Texas state Sen. Wendy Davis (D) has not yet decided whether she will run for governor in 2014, but the state's Democratic Party is doing everything it can to make sure she does.
Texas Democrats kicked off their "I Want Wendy" campaign on Tuesday by asking state residents to sign a petition urging Davis to get into the race. The Fort Worth Democrat made a name for herself earlier this summer when she filibustered a sweeping anti-abortion bill for 11 straight hours.
"You can’t go anywhere in this state without hearing Texans say that they want Wendy Davis to be their next Governor," Texas Democratic Party Chairman Gilberto Hinojosa said in a statement. "Texas is ready for a change -- and ready for a leader who will fight for good schools for our children, equal pay for equal work, and for healthcare for our families. Senator Davis is that leader."
Davis said at a fundraiser in Washington, D.C., last week that she is considering challenging conservative Texas Attorney General Greg Abbott in the race to replace Gov. Rick Perry (R), but she has not made a decision.
"I do think that in Texas, people feel like we need a change from the very fractured, very partisan leadership that we've seen in our state governor right now," Davis said at the National Press Club luncheon. "I can say with absolute certainty that I will run for one of two offices -- either my state senate seat, or the governor's."
In addition to fighting for reproductive rights, Davis is an advocate for affordable education, equal pay for women and counseling and treatment for veterans.

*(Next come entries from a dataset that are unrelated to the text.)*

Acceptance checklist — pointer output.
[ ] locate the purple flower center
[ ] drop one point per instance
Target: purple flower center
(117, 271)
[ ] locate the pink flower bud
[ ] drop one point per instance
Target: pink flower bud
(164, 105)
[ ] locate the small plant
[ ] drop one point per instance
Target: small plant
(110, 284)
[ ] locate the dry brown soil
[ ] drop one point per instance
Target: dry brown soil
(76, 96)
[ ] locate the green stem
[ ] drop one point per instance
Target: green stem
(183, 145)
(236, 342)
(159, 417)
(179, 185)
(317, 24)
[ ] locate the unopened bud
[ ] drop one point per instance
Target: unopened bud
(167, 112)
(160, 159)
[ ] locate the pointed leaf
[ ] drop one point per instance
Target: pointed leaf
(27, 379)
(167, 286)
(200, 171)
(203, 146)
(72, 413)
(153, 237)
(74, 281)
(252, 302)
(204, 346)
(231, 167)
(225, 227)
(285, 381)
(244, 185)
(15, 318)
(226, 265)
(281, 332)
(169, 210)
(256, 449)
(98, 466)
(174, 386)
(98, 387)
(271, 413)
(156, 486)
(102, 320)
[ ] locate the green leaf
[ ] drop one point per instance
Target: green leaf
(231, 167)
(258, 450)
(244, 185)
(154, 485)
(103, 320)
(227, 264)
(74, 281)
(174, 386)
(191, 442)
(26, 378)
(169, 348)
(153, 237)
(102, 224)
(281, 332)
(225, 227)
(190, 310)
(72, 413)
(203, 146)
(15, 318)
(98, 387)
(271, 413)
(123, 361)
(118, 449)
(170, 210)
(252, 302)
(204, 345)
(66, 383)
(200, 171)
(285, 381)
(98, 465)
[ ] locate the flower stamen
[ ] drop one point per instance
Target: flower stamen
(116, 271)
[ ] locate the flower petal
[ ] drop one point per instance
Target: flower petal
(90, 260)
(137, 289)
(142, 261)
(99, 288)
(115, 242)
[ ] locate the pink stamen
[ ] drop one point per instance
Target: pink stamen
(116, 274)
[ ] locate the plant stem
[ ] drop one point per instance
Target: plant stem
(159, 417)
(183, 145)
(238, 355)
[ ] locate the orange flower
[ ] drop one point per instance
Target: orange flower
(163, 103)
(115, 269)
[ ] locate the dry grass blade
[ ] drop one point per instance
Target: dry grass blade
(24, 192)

She became a single mother at 19 and had very few financial resources, but with the help of student aid, she went on to graduate from Harvard Law School.
If Davis were elected governor, it would be a huge victory for Texas Democrats, who have not won a gubernatorial race in the state since Ann Richards was elected in 1990.
Davis has already drawn many comparisons to Richards, whose daughter Cecile -- the current president of Planned Parenthood -- would almost certainly throw her organization's political weight behind a Davis campaign. Abbott, the Republican candidate, is a staunch opponent of Planned Parenthood and recently investigated the organization for Medicaid fraud.
Davis faces an uphill battle running for governor as a Democrat in a red state, but her party seems to believe she can win.
"Wendy has faced long odds before -- and they've never stopped her," Hinojosa said. "But before she decides to run, we need to show her that we have her back. Texans are excited to do the work to elect Wendy as our next Governor."